Mason: I'm drawing a blank. There have been countless moments between us webmasters where we'd lean on one another in times of crisis. We're like brothers (two of us actually are). But other than the aforementioned server troubles, running a web site itself is pretty humdrum.

It is weird to run into strangers in real life who know you from your web site. One young lady I took Japanese classes with became downright stalker-ish.

Dylan: I think all the stories I've talked about so far can fall under the "Rumic World" banner. Stories unique to that part of the site itself are hard to think of at the moment. I remember rewriting our Takahashi biography in a hotel room right before a hurricane made landfall a few years ago.

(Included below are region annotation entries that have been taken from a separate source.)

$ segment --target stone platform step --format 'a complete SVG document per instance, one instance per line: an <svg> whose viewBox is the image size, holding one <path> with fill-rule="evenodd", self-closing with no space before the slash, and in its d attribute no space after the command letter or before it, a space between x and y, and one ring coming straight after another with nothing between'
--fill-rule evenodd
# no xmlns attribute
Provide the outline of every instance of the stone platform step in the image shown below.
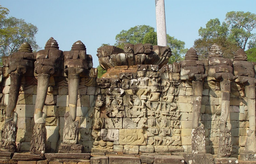
<svg viewBox="0 0 256 164"><path fill-rule="evenodd" d="M215 164L237 164L239 162L236 158L215 158Z"/></svg>
<svg viewBox="0 0 256 164"><path fill-rule="evenodd" d="M13 154L13 160L15 161L40 161L44 159L44 156L42 154L31 154L30 153L15 153Z"/></svg>
<svg viewBox="0 0 256 164"><path fill-rule="evenodd" d="M0 152L0 161L9 161L12 157L13 155L13 153L5 152Z"/></svg>
<svg viewBox="0 0 256 164"><path fill-rule="evenodd" d="M46 153L49 161L55 162L90 162L90 153Z"/></svg>
<svg viewBox="0 0 256 164"><path fill-rule="evenodd" d="M214 164L213 155L211 154L193 154L186 153L174 153L172 154L184 157L189 164Z"/></svg>

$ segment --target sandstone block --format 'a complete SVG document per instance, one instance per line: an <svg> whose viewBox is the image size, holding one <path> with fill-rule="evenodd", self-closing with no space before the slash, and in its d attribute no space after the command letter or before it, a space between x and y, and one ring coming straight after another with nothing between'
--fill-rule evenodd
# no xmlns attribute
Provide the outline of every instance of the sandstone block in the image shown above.
<svg viewBox="0 0 256 164"><path fill-rule="evenodd" d="M133 156L110 156L109 164L140 164L139 158Z"/></svg>
<svg viewBox="0 0 256 164"><path fill-rule="evenodd" d="M181 136L190 136L191 135L192 129L181 129Z"/></svg>
<svg viewBox="0 0 256 164"><path fill-rule="evenodd" d="M135 136L134 140L132 136ZM120 145L143 145L147 144L147 136L144 129L121 129L119 130L119 144ZM127 139L130 138L131 139Z"/></svg>
<svg viewBox="0 0 256 164"><path fill-rule="evenodd" d="M56 95L47 95L45 104L48 105L54 105L57 103L57 96Z"/></svg>
<svg viewBox="0 0 256 164"><path fill-rule="evenodd" d="M179 97L179 99L180 99ZM193 108L193 104L188 103L178 103L177 106L180 111L181 112L191 112Z"/></svg>
<svg viewBox="0 0 256 164"><path fill-rule="evenodd" d="M192 129L192 121L181 120L180 122L181 128Z"/></svg>
<svg viewBox="0 0 256 164"><path fill-rule="evenodd" d="M139 147L136 145L124 145L123 153L129 155L139 154Z"/></svg>
<svg viewBox="0 0 256 164"><path fill-rule="evenodd" d="M90 95L81 95L80 99L81 107L90 107Z"/></svg>
<svg viewBox="0 0 256 164"><path fill-rule="evenodd" d="M183 164L184 158L177 155L158 155L155 156L155 164Z"/></svg>
<svg viewBox="0 0 256 164"><path fill-rule="evenodd" d="M179 96L177 101L178 103L191 103L191 96Z"/></svg>
<svg viewBox="0 0 256 164"><path fill-rule="evenodd" d="M57 106L68 107L69 106L68 95L57 95Z"/></svg>
<svg viewBox="0 0 256 164"><path fill-rule="evenodd" d="M17 105L16 106L16 112L19 117L33 117L34 105Z"/></svg>
<svg viewBox="0 0 256 164"><path fill-rule="evenodd" d="M59 95L67 95L68 94L68 89L67 86L59 86L58 90Z"/></svg>
<svg viewBox="0 0 256 164"><path fill-rule="evenodd" d="M57 106L55 105L45 105L44 108L46 111L46 116L48 116L58 117L59 111L57 110Z"/></svg>

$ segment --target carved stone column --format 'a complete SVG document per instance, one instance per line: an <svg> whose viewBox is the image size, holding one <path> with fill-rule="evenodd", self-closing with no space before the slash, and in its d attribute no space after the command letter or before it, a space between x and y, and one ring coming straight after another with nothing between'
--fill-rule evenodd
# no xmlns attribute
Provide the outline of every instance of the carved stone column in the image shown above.
<svg viewBox="0 0 256 164"><path fill-rule="evenodd" d="M30 70L33 70L34 67L34 54L32 52L30 45L25 43L21 45L18 52L13 53L9 57L8 73L11 79L10 87L11 89L10 90L8 104L6 110L5 123L2 134L0 149L1 151L14 152L17 151L15 142L18 115L14 110L19 96L22 75L32 75L30 72Z"/></svg>
<svg viewBox="0 0 256 164"><path fill-rule="evenodd" d="M190 48L186 53L185 60L181 62L181 79L192 81L193 89L192 120L192 153L206 153L205 132L203 124L199 126L202 103L203 82L207 75L204 73L203 64L198 61L196 50Z"/></svg>
<svg viewBox="0 0 256 164"><path fill-rule="evenodd" d="M35 105L34 127L30 153L43 154L45 152L46 129L46 114L43 109L46 98L51 75L59 75L63 52L59 50L58 43L51 37L45 44L45 49L36 53L35 72L37 75L37 92Z"/></svg>
<svg viewBox="0 0 256 164"><path fill-rule="evenodd" d="M59 153L81 153L83 147L78 144L78 121L75 121L77 95L80 76L88 77L86 49L80 41L75 42L71 50L64 52L65 57L64 72L68 75L69 106L70 112L64 116L65 125L63 143L61 144Z"/></svg>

Harley: I've met a lot of people in real life through the site. I've had some good friendships, especially with Mason, that has formed. I remember at Otakon 04, we shared a hotel room with three girls from our messageboard, that was fun! They weren't fat cosplayers either!

Dylan: That reminds me! I met my girlfriend of three years through the website. She began as a member of our messageboard and we decided to meet one another. I moved out to Texas for graduate school and to be closer to her and we've been together for three years now. That's all due to the site.

Any last words to our readers?

Mason: Thanks for digging our web site. We're pretty proud of it. And thanks for reading through all this drivel we wrote. I can't imagine anyone being interested in some dopey webmasters, but we're grateful for the attention.

Dylan: Thank you for taking an interest in our website. We've been around for awhile now, and I can promise you that we'll be around as long as Rumiko Takahashi still produces a weekly series. Readers of Comipress are exactly the kind of well-informed anime and manga fans that we've built the site for. The positive responses we've received for our coverage of our favorite mangaka are what keep us going. Thank you all so much.

Harley: What I hope for the most is that our site will encourage the development of other mangaka dedicated websites. We plan to be around for a long time and continue to bring you the whole story on Takahashi from what she did in college thirty years ago to what she did this week.